How does an organisation boost intrinsic motivation? Research has found the more employees understand the impact their work has on beneficiaries, the better they perform. In one study, university fundraisers read a story about a student who would have been unable to attend university but for the money they raised. After reading the story, the fundraisers improved their performance, raising significantly more money than fundraisers who did not read the story. Even though the fundraisers had known the money raised would benefit students in this way, putting a face to the beneficiary through the story increased the fundraisers’ feeling of impact, resulting in greater effort.

In addition to purpose and impact, having a sense of control can also boost intrinsic motivation. This is often referred to as a sense of autonomy, but autonomy could be misinterpreted as simply leaving someone alone to do their job, with minimal oversight and support. This type of autonomy does not necessarily lead to better performance. It is perhaps more accurate to call it a sense of control.

In order for employees to feel a sense of control over their work, they must feel they have the resources, support, and guidance necessary while at the same time having the flexibility to manage their work the way they see fit. Control over their work can be divided into four areas: tasks (what they do on a given day), time (when they arrive at and leave the office), team (who they collaborate with), and technique (how they perform their main responsibilities).  The degree of control over each area can vary for different employees, but the way in which such control is granted should be transparent and consistent.

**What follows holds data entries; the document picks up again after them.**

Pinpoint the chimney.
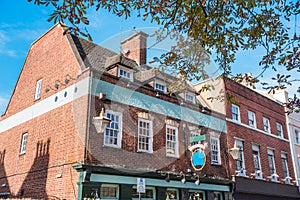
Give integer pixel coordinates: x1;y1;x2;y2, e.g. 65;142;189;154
121;31;148;65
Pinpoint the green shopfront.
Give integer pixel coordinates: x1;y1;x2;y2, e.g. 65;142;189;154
74;165;233;200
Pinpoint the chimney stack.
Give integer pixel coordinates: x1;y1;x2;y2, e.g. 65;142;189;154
121;31;148;65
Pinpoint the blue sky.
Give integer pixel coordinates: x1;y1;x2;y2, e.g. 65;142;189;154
0;0;296;115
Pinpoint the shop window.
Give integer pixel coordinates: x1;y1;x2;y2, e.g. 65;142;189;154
132;186;156;200
138;118;153;153
100;184;119;200
231;104;241;122
166;125;178;157
213;192;223;200
104;110;122;148
166;188;179;200
188;190;205;200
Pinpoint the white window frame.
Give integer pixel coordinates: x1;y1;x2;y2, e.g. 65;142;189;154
248;110;256;128
166;188;179;200
103;110;123;148
210;136;221;165
294;129;300;144
184;92;196;104
231;104;241;122
99;184;120;200
188;190;206;200
118;67;133;81
263;117;271;133
276;122;283;138
153;80;167;93
166;125;179;158
20;133;28;154
131;185;156;200
34;78;43;100
190;131;201;146
235;139;246;176
281;152;290;178
252;145;262;179
268;149;278;182
138;118;153;153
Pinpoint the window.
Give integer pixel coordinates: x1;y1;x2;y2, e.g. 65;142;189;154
210;137;221;164
263;117;271;133
281;153;289;178
252;145;262;178
20;133;28;154
188;190;206;200
118;68;132;80
276;122;283;137
268;149;277;181
248;111;256;128
138;119;152;153
132;186;156;200
185;93;195;103
166;188;179;200
34;79;43;100
104;110;122;147
154;81;167;92
166;125;178;157
231;104;240;121
100;184;119;200
295;129;300;144
235;140;246;175
190;131;201;146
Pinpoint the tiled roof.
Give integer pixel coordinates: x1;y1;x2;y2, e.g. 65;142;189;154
71;35;117;71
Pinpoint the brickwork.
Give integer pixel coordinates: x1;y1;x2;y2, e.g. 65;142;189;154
225;79;295;181
0;25;88;199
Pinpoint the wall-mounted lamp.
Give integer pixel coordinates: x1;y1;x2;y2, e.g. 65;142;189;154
181;174;186;184
229;144;240;160
195;175;200;185
93;108;111;133
165;173;171;183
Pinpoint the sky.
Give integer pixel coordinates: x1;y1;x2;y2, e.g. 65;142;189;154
0;0;298;115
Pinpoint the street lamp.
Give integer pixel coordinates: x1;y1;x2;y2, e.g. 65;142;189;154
93;108;111;133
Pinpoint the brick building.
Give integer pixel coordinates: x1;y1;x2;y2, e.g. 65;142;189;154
0;24;234;200
196;77;300;200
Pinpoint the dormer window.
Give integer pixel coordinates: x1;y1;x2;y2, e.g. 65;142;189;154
154;81;167;92
118;67;133;81
184;93;195;103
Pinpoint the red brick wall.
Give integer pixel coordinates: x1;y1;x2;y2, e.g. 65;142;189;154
2;24;80;119
0;25;89;199
225;79;294;180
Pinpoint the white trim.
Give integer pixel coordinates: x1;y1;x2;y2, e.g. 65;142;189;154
0;77;89;134
226;118;290;142
166;125;179;158
103;110;123;148
137;118;153;153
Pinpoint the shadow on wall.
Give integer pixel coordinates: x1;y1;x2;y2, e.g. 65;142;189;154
0;149;10;199
16;139;50;199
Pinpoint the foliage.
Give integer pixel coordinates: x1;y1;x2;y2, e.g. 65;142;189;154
28;0;300;112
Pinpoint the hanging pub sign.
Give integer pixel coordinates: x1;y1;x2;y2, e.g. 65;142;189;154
188;135;207;171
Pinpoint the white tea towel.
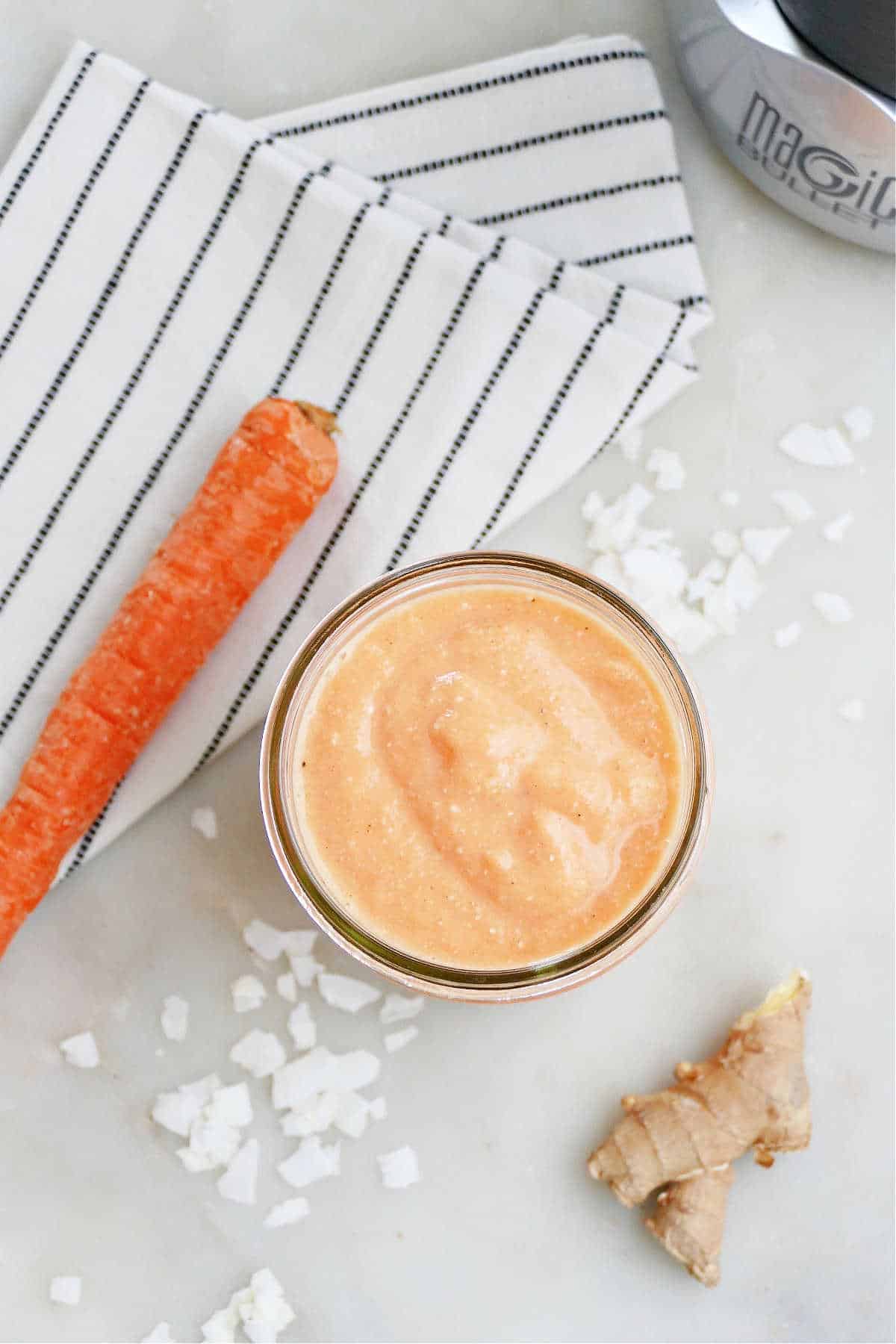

For example, working from home one day a week might increase an employee’s productivity – but it could lower everyone else’s productivity if they are denied the same benefit without any explanation.

This leads to another important driver of performance: the perception of fairness or “organisational justice.” This becomes particularly important when resources are scarce. If an employee feels the resources they receive are unfavourable (receiving a lower salary than they feel they deserve), then the process by which such decisions are made and communicated become critical to employee commitment and performance.  For example, employees of an organisation with a transparent and consistent salary structure are likely to feel more fairly treated than employees of an organisation with an opaque structure that rewards certain people arbitrarily.

In addition, employees who are treated with respect and appreciation will feel more fairly treated than those whose managers are rude and inconsiderate. This sense of fair treatment can often offset the effects of being underpaid. In other words, an employee who is underpaid is more likely to stay in the job and perform well if (1) they feel the decision by which their salary was determined was fair and transparent and (2) they are treated with respect and appreciation by their boss.

Leadership is critical to all organisations, and effective leaders are ones who can adjust their behaviour to fit the context. Whereas in the private sector, leaders focus on compensation as a motivator, the scarcity of resources in the social sector requires leaders to adjust their strategy. Instead, they must focus on intrinsic motivation and organisational justice in order to boost employee productivity. Employees who have a sense of purpose, a sense of control over their work, and feel fairly treated will reward the organisation with commitment and high performance.

The opinions expressed in our blog posts are solely those of the authors. They do not reflect the opinions or views of UNSSC, the United Nations or its members.